Computational approaches for
discovering hits often involve sorting through many possibilities and examining
a few closely. With luck, some of the predicted molecules will bind to the protein
of interest. However, these don’t always bind for the “right” reason: sometimes
a fragment predicted to bind one way will turn out to bind in quite a different manner. A recent Angew. Chem. Int. Ed.
paper by Gisbert Schneider and colleagues at the ETH in Zürich and SARomics in
Lund reports a possible example.
The researchers were interested
in death-associated protein kinase 3 (DAPK3), which is implicated in several
diseases. Previous work had shown that fasudil inhibits this kinase, though it
hits others as well. Fasudil was used as a starting point for de novo fragment
discovery using software called DOGS (Design of Genuine Structures). This is a
scaffold-hopping approach in which virtual chemistry is used to generate
readily accessible alternatives to a starting molecule. In this case, 347 of
the 521 suggested inhibitors were fragment-sized. These were prioritized using
in-house software, and compound 2 – one of the top hits – was chosen for
synthesis and characterization.
Happily, compound 2 turned out to
be fairly potent for its size, with impressive ligand efficiency. It is also
quite different from fasudil (Tanimoto similarity = 0.16). Indeed, while
fasudil is likely to be positively charged at physiological pH, compound 2 is likely to be
negatively charged. Moreover, of 27 other kinases tested, compound 2 hit only
one other with similar potency.
For those who have worked on kinases,
compound 2 does appear unusual. A crystal structure of this molecule bound to
DAPK3 revealed that it sits in the ATP-binding pocket but without making any
conventional hydrogen bond interactions to the so-called hinge region of the
kinase. Although no reported crystal structures show fasudil bound to DAPK3,
structures with other kinases reveal the nitrogen of the isoquinoline moiety
making a hydrogen bond to a backbone amide in this part of the protein.

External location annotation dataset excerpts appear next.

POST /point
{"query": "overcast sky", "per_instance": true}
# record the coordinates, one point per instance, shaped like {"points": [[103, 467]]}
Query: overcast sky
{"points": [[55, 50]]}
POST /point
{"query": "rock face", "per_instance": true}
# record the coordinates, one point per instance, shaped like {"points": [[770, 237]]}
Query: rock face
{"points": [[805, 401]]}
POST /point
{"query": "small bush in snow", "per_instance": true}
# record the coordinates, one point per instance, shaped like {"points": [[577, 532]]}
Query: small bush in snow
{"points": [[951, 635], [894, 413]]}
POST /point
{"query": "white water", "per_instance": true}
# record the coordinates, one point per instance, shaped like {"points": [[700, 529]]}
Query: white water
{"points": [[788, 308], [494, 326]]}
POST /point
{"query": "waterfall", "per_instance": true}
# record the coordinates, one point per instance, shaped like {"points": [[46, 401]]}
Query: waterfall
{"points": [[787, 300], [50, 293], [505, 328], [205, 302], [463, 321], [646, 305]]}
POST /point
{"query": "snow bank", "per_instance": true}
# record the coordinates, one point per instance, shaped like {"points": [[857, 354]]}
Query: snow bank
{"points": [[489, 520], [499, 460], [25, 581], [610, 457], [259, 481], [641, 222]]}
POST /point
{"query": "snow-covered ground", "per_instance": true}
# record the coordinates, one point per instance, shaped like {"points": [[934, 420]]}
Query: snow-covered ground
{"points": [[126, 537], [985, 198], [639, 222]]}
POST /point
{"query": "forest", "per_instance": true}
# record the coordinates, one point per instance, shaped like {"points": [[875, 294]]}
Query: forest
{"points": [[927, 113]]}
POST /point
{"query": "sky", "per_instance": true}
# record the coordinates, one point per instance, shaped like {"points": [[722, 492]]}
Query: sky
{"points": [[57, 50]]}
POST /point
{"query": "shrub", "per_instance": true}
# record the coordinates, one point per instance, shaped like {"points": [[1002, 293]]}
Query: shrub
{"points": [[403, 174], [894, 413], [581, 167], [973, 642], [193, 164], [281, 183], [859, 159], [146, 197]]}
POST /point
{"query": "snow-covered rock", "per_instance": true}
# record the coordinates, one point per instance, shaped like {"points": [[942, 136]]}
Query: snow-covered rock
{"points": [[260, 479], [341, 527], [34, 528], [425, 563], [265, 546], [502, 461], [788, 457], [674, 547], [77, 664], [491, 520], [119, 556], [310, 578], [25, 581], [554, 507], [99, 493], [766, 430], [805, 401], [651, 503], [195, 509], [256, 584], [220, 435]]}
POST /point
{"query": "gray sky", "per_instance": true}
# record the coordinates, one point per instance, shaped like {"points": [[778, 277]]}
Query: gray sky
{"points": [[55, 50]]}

The software used to prioritize
compound 2 is based not on docking but on machine learning using the ChEMBL
database, and the researchers were interested in what else this fragment might
inhibit. Not surprisingly given the aryl sulfonamide moiety, several carbonic
anhydrases came up, and two were confirmed experimentally.

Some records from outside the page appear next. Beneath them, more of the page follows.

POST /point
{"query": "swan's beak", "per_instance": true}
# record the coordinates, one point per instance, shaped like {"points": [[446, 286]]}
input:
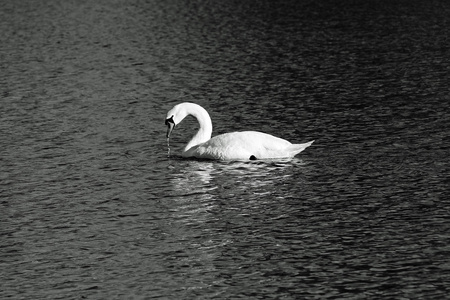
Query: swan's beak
{"points": [[170, 127]]}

Interestingly, the diuretic drug
azosemide, whose physiological target is unknown, contains compound 2 as a
substructure, and the researchers found that this molecule inhibits DAPK3 with
low micromolar affinity. It also binds human carbonic anhydrase IX with similar
affinity. The researchers suggest that these targets could at least partially
explain the mechanism of the drug, as well as some of its side effects. It
would be interesting to see cell data against these two targets, as well as the
crystal structure of azosemide bound to DAPK3.